The private equity industry suffered heavily during the financial and economic crisis. When the credit markets experienced a sudden reversal in the summer of 2007, risk aversion rose sharply and the loan securitisation market dried up.
Private equity funds had to accept substantial writedowns on the value of some of their portfolio companies; in the U.S. the price of leveraged loans in the secondary market fell by 35% at times relative to their value at the beginning of 2007.
Without being able to borrow cheaply, critics argued that the private equity business model would collapse. Of course this view was exaggerated. The typical private equity business model revealed that it still offered a few strengths even in times of crisis: These included the ample capital reserves that the funds had collected while times were good, the strength and quality of management expertise, and experience of restructuring.

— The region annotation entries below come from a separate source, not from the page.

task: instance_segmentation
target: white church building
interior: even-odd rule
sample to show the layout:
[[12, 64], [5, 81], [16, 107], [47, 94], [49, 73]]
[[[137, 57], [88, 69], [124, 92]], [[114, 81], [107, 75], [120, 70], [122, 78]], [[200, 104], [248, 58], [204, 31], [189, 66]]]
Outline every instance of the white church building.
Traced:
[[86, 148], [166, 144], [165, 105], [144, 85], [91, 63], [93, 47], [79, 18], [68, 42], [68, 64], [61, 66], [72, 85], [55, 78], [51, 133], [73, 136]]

The level of investment activity bottomed out in mid-2009. Since then both the number and volume of transactions led by private equity funds worldwide has been rising in line with the general economic recovery.
One striking aspect this trend is that the volume of buyouts contracted much more sharply and is recovering more slowly than the number of transactions. This is because business has shifted towards small and medium-sized deals, whereas particularly aggressively financed mega-buyouts have become much less common. Consequently, the average investment volume per buyout fell from over USD 200 million in the first half of 2011.
The appeal of private equity funds that are primarily invested outside the United States and Europe has grown in recent years. There is much enthusiasm for emerging markets as a response to the skeptical outlook for the developed markets. Attracted by high growth rates in the emerging markets, many private equity firms are allocating capital to these markets.
However, strong growth is not necessarily synonymous with great investment opportunities. Investing in a hot or even overheating market is risky because competition for investment targets can drive prices up to excessive levels. However, emerging markets offer a few particular investment opportunities that increase the range of transactions potentially available. Furthermore, private equity has so far achieved little penetration in most emerging markets, which means that there is further upside potential. China, for example, still has more than 20,000 state-owned or state-controlled industrial companies, whose combined assets represent some 63% of GDP.
The classic private equity business model involves acquiring badly run firms, implementing reforms and resolving any conflicts of interest and then the firms are resold mostly at a profit. The more a company is in need of modernization, the more value a private equity buyout can potentially add to its business. The average quality of management practices used in emerging markets (China) is in many respects still well below that in our markets.
Despite the fact that private equity investments are strongly influenced by the debt markets, I think investors can diversify their portfolios with promising private equity firms that are still not fully valued.
A firms such as KKR&Co (KKR) is positioned favorably in emerging markets and offers still an attractive valuation.